His mother’s grip tightened on his arm as the big door of the C-141 opened at last. A long joyous roar erupted when the first man stepped out and said a few words. Neither Nancy nor V. R. noticed, for their eyes were fixed on the vacant spot where Tom would first appear. As each man hit the door, their hearts leaped, then fell back. In what seemed hours, fifteen former POWs, looking thin but surprisingly fit in their brand-new uniforms, had given their salutes and then been swamped by their loving families.

Finally Tom appeared, moved down the steps, saluted, and then turned to hobble toward them. Nancy dropped V. R.’s arm and raced to him, folding him in an embrace, tears flowing. V. R. walked up slowly behind her, smiling, feeling happy and strangely safe for the first time since his father had left.

 

March 17, 1973
Palos Verdes, California

 

“T
HERE HE IS
.”

Vance leaped up from his chair, grabbed Jill, and squeezed.

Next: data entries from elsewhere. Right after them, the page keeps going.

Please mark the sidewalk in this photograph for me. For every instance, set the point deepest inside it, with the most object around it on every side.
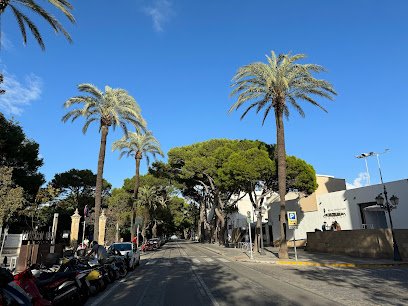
(304, 258)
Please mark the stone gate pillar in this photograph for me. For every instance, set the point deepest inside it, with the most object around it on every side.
(102, 225)
(75, 219)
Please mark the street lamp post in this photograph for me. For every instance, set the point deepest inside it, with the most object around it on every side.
(390, 205)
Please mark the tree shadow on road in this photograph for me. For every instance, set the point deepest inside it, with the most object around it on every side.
(382, 286)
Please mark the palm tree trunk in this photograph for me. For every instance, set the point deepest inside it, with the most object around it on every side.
(280, 135)
(99, 177)
(201, 228)
(221, 233)
(138, 157)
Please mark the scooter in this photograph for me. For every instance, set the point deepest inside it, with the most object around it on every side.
(10, 293)
(59, 287)
(27, 282)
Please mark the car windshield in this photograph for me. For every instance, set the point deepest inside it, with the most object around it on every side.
(122, 246)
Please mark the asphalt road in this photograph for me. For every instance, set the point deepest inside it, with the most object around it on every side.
(183, 273)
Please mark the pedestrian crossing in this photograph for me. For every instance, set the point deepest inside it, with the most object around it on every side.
(185, 260)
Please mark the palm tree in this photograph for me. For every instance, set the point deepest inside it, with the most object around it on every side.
(152, 198)
(137, 145)
(114, 107)
(24, 21)
(274, 86)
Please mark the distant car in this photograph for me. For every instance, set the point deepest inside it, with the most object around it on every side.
(128, 249)
(156, 241)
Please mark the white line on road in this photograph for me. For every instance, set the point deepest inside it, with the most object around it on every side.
(204, 286)
(195, 260)
(151, 262)
(99, 300)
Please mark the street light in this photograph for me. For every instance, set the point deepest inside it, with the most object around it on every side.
(390, 205)
(365, 156)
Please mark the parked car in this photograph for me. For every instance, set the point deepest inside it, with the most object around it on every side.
(127, 249)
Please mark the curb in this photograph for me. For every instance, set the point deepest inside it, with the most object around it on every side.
(341, 265)
(315, 264)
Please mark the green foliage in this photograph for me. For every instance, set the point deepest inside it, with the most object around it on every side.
(22, 155)
(138, 145)
(114, 107)
(180, 211)
(280, 82)
(78, 187)
(23, 21)
(11, 195)
(118, 207)
(147, 180)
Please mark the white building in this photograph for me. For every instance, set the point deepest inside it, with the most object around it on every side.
(352, 209)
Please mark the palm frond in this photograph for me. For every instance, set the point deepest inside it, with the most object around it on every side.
(269, 85)
(21, 19)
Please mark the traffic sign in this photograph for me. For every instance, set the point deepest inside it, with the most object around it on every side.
(292, 219)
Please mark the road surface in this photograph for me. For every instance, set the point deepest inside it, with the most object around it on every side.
(184, 273)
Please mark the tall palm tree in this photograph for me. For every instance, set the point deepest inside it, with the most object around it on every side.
(273, 86)
(137, 145)
(24, 21)
(114, 107)
(151, 198)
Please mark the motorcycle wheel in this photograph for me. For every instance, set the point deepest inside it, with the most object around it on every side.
(122, 272)
(102, 284)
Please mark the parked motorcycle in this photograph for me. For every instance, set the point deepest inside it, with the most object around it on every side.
(27, 282)
(10, 293)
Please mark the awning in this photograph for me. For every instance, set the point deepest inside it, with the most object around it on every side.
(374, 208)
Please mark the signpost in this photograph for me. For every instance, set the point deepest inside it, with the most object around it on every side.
(249, 230)
(292, 223)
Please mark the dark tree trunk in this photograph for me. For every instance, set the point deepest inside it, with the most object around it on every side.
(221, 226)
(281, 152)
(138, 157)
(201, 227)
(99, 177)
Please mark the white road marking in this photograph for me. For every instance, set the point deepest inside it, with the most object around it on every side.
(195, 260)
(151, 262)
(203, 286)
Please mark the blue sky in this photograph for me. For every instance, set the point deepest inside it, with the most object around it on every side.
(177, 58)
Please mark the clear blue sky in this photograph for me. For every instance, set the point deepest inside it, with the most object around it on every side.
(177, 59)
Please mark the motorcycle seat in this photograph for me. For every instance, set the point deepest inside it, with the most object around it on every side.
(49, 278)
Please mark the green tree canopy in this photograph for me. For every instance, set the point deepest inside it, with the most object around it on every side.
(78, 187)
(272, 87)
(112, 108)
(11, 195)
(21, 154)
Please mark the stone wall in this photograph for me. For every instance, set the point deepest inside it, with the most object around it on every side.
(376, 243)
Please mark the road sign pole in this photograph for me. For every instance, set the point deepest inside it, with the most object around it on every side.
(249, 231)
(294, 243)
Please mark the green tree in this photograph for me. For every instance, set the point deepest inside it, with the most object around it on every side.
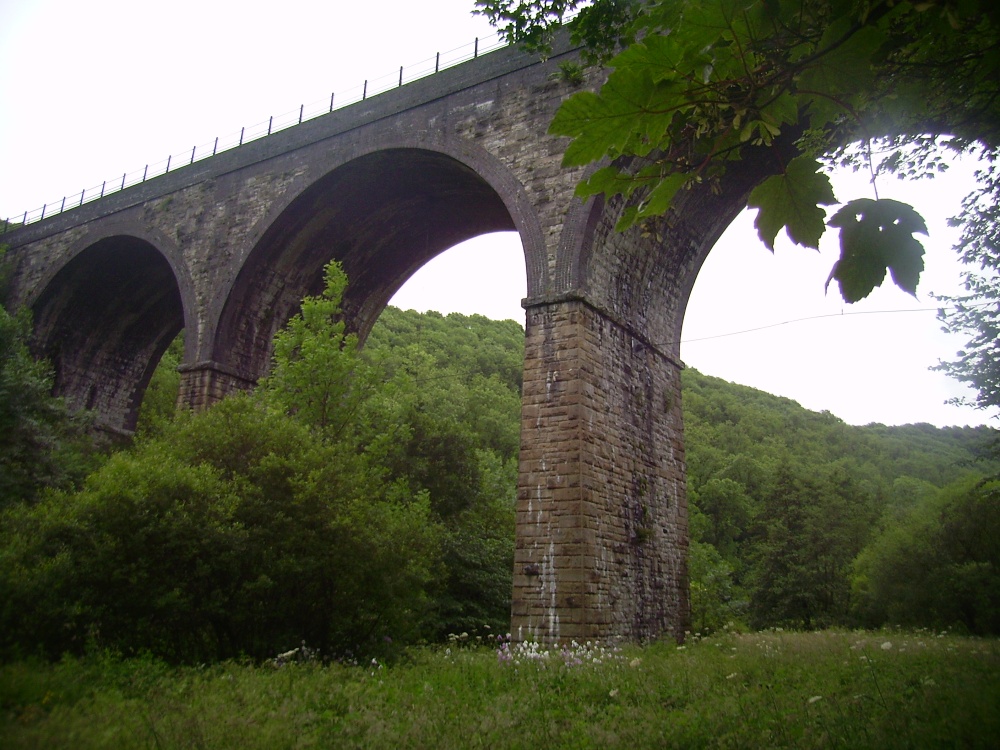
(976, 314)
(936, 565)
(42, 444)
(315, 373)
(696, 84)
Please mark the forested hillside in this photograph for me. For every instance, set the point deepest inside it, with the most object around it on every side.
(798, 519)
(361, 500)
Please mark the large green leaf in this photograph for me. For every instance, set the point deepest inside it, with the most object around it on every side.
(875, 236)
(792, 200)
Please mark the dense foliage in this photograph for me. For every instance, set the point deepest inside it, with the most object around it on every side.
(374, 509)
(800, 520)
(888, 86)
(355, 513)
(42, 444)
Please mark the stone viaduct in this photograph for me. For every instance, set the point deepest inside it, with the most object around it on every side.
(225, 248)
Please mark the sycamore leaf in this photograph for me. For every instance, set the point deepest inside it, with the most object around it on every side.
(630, 110)
(842, 69)
(876, 236)
(608, 180)
(792, 200)
(660, 197)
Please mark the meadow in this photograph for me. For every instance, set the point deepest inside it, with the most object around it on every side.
(849, 689)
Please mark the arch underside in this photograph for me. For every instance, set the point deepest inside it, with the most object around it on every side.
(382, 215)
(104, 321)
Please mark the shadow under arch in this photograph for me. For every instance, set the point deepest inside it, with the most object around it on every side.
(383, 215)
(643, 277)
(105, 318)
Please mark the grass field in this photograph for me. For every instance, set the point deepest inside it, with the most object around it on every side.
(774, 689)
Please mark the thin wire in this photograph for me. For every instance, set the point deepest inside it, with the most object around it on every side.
(841, 314)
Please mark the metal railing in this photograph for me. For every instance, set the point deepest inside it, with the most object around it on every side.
(276, 123)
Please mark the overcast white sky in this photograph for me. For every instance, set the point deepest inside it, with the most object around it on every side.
(93, 90)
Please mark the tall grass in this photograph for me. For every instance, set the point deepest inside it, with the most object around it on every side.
(775, 689)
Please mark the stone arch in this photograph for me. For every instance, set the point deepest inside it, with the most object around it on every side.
(383, 213)
(105, 316)
(644, 277)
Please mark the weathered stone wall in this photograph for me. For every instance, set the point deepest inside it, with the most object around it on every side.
(602, 517)
(231, 244)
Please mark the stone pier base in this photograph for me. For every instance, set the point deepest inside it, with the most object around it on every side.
(601, 548)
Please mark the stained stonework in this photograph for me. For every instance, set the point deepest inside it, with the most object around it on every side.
(225, 249)
(602, 517)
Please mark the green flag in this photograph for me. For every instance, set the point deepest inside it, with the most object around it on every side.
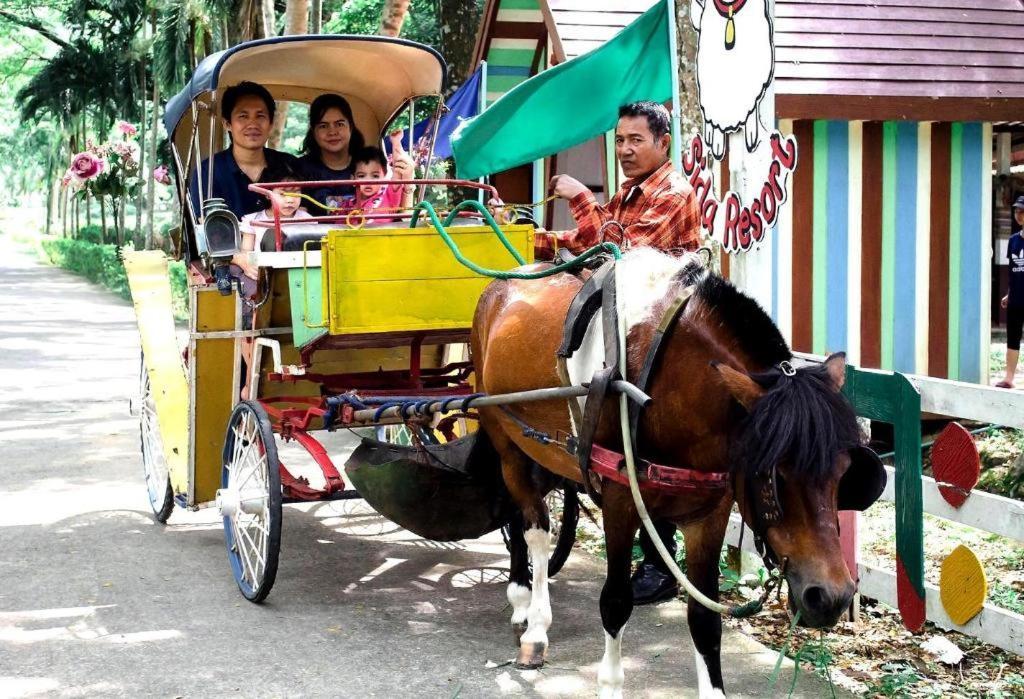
(571, 102)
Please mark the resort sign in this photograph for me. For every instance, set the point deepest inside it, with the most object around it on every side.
(735, 62)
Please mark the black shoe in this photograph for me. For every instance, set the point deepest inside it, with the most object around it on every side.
(651, 584)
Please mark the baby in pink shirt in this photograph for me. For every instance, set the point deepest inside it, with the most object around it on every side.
(371, 163)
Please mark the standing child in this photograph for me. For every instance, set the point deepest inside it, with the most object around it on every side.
(1014, 300)
(371, 163)
(252, 235)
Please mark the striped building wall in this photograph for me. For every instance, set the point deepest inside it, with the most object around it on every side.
(510, 59)
(885, 250)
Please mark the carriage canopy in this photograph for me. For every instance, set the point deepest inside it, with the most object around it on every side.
(377, 76)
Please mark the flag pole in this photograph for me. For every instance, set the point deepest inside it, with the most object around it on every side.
(677, 136)
(481, 104)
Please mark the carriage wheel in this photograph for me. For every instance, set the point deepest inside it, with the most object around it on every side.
(158, 478)
(250, 499)
(563, 509)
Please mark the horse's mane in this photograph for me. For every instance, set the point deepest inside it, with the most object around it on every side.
(801, 419)
(739, 315)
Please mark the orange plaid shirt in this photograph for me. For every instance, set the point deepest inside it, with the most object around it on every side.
(659, 211)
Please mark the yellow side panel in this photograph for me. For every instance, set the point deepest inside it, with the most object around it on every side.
(151, 291)
(389, 279)
(214, 389)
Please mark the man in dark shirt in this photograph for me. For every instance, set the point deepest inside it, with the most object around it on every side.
(1014, 300)
(248, 112)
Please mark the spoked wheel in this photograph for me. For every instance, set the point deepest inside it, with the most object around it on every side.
(158, 478)
(250, 499)
(563, 511)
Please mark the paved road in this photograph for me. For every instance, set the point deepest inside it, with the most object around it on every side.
(97, 600)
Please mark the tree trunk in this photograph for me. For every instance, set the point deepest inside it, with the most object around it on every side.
(297, 22)
(50, 162)
(267, 17)
(686, 45)
(142, 160)
(151, 185)
(392, 16)
(457, 24)
(315, 15)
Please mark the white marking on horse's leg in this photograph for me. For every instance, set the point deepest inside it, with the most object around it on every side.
(519, 599)
(610, 675)
(705, 688)
(539, 615)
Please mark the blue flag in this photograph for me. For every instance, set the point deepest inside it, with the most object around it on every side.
(463, 103)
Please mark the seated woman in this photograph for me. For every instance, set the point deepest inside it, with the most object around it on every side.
(248, 113)
(371, 163)
(328, 147)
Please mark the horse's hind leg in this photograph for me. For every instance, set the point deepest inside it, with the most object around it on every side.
(616, 596)
(704, 545)
(519, 582)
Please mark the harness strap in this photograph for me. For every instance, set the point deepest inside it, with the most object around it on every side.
(674, 310)
(591, 416)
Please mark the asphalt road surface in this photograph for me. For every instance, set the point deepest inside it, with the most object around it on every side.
(98, 601)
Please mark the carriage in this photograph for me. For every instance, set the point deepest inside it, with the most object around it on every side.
(352, 315)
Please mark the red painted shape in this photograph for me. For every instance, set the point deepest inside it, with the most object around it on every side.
(955, 464)
(909, 601)
(608, 464)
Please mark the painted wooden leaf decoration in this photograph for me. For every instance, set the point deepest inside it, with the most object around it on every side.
(963, 585)
(955, 464)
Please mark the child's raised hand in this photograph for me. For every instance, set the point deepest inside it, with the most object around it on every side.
(396, 145)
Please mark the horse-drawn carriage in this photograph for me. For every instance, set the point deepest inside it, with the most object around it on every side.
(350, 311)
(361, 323)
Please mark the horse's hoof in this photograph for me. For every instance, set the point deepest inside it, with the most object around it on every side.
(531, 656)
(518, 629)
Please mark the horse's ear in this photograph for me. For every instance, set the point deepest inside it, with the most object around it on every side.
(739, 385)
(836, 365)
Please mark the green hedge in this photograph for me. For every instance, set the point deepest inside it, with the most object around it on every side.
(100, 264)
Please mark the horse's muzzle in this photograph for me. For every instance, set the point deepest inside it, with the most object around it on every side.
(820, 605)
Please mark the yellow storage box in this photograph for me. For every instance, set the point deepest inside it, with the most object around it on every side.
(393, 279)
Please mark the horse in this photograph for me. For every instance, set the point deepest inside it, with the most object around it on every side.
(725, 400)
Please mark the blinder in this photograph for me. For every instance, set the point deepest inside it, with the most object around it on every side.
(863, 482)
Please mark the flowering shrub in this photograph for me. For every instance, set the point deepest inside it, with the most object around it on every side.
(161, 174)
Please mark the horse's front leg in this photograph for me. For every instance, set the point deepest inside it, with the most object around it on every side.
(534, 644)
(704, 547)
(616, 596)
(519, 582)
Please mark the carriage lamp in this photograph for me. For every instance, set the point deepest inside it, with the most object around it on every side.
(220, 229)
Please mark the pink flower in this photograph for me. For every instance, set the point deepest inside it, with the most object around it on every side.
(126, 128)
(86, 166)
(162, 174)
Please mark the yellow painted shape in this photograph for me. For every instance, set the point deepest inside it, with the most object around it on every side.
(151, 291)
(963, 586)
(213, 388)
(387, 279)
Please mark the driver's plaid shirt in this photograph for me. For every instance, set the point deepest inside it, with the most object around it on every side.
(660, 211)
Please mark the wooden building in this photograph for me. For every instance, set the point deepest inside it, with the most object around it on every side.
(887, 249)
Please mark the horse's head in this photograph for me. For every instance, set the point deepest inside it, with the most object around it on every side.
(799, 460)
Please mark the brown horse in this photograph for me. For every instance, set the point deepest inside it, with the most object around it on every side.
(721, 403)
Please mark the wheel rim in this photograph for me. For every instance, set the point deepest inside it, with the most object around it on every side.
(154, 462)
(247, 495)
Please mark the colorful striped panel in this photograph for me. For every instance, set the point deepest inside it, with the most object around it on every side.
(889, 236)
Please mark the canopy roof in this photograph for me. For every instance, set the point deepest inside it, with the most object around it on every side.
(377, 76)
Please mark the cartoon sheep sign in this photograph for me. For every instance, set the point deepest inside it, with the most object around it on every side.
(735, 62)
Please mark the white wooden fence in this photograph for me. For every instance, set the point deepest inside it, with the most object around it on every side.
(982, 511)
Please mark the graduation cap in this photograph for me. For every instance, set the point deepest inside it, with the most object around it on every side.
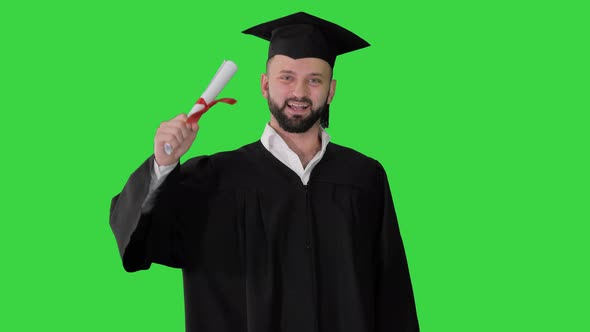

“He’s moving a little slow, but he looks pretty good.”

“Look, there’s Nancy! Where’s V. R.?”

Jill squeezed his arm affectionately saying, “Look, just behind him, that tall, good-looking cadet.” Harry and Anna were also visible now, coming up the ramp.

By this time Tom was embracing V. R. as well, and then the camera cut to the C-141 fuselage as the next man appeared.

Vance flopped back in his chair, yelling, “Get some champagne, Jill, we need a drink. By God, I’m glad that I lived to see this day.”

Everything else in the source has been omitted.